Challenge or not, it was time to open.  She had stocked the clean glasses, checked the kegs, sliced the bread and cubed the cheese, then lastly ran to the kitchen to fetch the cider from the inglenook, where it was almost always cool this time of year.  In a rush, she bumped the table on which the small cow sat (though he knew he was an Ox, with a name besides that!), and rattled it good.

"Sorry," she said to the cow, though naturally she didn't think it would reply.  "I nearly got you that time, did not I?" then ran back to the front, where her regular customers were already assembling.

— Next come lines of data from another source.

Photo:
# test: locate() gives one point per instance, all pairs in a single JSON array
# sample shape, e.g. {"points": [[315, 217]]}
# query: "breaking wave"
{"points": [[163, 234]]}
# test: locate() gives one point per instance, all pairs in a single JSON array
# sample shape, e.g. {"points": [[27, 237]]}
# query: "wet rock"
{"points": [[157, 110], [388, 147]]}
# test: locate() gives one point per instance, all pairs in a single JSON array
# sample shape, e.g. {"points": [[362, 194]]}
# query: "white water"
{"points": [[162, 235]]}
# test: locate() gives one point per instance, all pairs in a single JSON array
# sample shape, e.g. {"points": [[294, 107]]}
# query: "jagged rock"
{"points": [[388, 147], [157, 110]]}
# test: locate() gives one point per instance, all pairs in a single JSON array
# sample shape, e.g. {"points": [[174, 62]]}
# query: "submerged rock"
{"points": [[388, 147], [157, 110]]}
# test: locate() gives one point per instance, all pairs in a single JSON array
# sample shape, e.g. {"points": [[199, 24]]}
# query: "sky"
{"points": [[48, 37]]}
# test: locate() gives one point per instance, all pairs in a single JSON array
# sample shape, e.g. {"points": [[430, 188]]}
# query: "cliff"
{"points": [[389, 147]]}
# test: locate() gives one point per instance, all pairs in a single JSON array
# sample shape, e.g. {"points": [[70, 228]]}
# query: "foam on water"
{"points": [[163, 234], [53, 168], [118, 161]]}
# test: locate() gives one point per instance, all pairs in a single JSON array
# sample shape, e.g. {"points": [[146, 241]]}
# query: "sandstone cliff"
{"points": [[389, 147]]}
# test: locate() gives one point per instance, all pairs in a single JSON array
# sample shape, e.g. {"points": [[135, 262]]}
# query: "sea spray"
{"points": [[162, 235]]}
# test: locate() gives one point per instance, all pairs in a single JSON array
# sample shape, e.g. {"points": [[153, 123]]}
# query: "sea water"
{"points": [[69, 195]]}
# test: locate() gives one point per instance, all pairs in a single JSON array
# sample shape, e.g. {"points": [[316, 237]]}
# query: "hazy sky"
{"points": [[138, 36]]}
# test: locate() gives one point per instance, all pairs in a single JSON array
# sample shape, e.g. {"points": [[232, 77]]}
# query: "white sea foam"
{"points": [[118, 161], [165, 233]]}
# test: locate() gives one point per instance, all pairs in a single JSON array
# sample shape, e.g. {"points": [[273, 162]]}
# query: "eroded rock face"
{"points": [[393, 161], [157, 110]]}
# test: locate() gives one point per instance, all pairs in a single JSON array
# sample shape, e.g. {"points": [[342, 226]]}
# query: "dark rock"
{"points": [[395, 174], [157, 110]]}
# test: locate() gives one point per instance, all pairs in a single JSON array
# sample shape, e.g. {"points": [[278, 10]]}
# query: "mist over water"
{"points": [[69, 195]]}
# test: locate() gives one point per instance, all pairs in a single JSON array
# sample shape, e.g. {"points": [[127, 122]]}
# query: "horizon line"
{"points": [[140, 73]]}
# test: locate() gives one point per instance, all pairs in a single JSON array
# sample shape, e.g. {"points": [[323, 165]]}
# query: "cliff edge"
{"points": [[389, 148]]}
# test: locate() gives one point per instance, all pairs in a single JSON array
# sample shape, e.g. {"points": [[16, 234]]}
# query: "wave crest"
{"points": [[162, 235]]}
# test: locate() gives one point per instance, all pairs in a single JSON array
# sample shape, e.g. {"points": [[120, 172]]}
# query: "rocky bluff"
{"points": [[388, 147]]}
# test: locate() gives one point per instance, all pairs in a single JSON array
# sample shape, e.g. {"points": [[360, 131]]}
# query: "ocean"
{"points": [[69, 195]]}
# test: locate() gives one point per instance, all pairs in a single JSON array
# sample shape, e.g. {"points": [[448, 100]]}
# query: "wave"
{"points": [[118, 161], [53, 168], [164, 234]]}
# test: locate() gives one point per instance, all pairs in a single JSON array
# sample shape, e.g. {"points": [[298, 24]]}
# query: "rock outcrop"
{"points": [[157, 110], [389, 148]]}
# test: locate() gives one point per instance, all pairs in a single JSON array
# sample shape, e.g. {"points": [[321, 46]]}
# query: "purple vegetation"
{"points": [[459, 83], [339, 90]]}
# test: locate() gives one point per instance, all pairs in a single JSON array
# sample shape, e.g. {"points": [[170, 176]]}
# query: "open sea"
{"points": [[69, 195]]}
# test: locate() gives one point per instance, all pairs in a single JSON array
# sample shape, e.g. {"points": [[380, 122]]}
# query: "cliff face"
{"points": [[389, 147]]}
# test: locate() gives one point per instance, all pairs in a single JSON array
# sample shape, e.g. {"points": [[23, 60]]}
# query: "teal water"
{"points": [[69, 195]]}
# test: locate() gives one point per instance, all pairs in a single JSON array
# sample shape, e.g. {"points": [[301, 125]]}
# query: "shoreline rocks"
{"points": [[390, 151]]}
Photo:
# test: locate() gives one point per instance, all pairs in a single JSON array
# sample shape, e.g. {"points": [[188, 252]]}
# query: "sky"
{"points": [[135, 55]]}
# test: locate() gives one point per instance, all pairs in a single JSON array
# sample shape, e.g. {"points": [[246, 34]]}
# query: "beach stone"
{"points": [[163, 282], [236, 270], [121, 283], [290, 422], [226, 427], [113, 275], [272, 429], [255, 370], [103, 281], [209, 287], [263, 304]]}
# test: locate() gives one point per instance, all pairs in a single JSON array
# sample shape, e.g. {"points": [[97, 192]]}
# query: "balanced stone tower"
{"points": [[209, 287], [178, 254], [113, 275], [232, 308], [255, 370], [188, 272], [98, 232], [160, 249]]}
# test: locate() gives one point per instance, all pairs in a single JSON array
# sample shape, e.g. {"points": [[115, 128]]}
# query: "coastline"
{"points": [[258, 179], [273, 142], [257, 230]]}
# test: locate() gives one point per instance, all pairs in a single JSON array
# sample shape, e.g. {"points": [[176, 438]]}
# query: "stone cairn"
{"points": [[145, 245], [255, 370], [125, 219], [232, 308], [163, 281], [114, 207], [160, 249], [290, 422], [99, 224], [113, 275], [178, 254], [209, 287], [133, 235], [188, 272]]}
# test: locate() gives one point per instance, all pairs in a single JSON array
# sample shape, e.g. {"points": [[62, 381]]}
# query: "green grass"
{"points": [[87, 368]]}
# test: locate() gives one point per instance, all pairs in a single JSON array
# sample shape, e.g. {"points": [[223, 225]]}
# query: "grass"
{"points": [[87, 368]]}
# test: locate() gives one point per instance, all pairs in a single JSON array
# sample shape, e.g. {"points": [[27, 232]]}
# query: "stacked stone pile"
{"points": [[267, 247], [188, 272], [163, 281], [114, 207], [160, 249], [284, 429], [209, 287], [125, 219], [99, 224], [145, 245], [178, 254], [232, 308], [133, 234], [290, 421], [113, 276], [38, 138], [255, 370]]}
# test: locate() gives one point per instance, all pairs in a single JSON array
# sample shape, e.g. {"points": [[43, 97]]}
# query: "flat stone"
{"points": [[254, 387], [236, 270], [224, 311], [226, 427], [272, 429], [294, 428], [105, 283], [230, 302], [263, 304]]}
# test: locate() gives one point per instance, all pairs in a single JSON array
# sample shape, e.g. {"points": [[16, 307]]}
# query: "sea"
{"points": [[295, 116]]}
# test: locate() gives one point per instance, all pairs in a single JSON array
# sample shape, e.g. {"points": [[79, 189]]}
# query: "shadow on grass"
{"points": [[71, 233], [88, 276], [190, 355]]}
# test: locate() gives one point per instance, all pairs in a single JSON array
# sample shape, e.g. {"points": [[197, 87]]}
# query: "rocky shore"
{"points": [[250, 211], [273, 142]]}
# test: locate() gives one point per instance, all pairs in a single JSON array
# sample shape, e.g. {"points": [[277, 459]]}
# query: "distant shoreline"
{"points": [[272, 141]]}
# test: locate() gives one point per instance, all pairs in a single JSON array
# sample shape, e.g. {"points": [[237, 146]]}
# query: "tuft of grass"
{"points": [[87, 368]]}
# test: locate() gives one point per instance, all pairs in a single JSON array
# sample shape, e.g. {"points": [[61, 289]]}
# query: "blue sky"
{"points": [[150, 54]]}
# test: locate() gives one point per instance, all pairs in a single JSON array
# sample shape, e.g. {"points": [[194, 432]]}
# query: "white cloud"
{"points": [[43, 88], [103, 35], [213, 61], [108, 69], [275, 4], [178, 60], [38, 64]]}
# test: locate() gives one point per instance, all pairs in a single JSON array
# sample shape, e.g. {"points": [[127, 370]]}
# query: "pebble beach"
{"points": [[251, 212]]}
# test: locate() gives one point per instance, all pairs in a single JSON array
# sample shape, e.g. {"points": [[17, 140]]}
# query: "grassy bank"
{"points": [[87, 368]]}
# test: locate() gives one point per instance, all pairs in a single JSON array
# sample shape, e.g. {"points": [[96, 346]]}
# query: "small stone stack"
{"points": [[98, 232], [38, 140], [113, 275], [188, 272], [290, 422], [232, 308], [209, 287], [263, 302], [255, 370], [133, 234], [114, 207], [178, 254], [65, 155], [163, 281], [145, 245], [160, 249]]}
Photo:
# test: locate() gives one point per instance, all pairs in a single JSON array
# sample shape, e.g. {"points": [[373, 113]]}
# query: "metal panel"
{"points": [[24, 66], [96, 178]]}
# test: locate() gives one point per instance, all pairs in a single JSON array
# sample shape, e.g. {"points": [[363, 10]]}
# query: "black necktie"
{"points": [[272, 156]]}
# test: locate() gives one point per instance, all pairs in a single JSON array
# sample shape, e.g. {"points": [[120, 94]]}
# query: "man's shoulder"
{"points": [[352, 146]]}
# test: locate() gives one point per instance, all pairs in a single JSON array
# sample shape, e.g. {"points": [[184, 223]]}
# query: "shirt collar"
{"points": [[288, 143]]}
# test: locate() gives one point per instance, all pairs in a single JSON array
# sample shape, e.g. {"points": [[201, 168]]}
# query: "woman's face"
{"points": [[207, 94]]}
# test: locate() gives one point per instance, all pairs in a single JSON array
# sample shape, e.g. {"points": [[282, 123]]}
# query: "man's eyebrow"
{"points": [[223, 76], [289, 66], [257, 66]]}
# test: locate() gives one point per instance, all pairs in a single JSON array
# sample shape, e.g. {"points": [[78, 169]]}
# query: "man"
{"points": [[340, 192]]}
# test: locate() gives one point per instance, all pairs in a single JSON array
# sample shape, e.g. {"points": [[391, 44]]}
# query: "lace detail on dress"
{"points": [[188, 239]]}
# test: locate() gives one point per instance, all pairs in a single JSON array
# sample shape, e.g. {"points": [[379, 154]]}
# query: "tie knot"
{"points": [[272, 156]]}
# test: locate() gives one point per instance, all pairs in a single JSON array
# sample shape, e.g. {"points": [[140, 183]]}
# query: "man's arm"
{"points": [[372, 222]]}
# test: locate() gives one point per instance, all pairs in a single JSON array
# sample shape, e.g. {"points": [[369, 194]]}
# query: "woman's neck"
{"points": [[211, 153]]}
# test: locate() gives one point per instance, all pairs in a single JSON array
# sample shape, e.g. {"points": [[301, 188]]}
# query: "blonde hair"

'Indeed you did, though not nearly enough to unseat me fully.' thought the ox. 'Didn't even wake me up, though that sunbeam certainly done.'  Sunbeams are notorious for awakening slumbering oxen.  Sunbeams are one of the few really good reasons an ox has to wake up, really, so he had to assess blame where it was, in this case, due. 

Despite his reply, though, she couldn't hear him.  Hardly anyone can hear such an ox as him.  She'd need insight and a few more years of training to do that.

2 comments:

kenju said...

Please write a whole book.

tiff said...

I'm thinking my through it. :) Thanks for the compliment!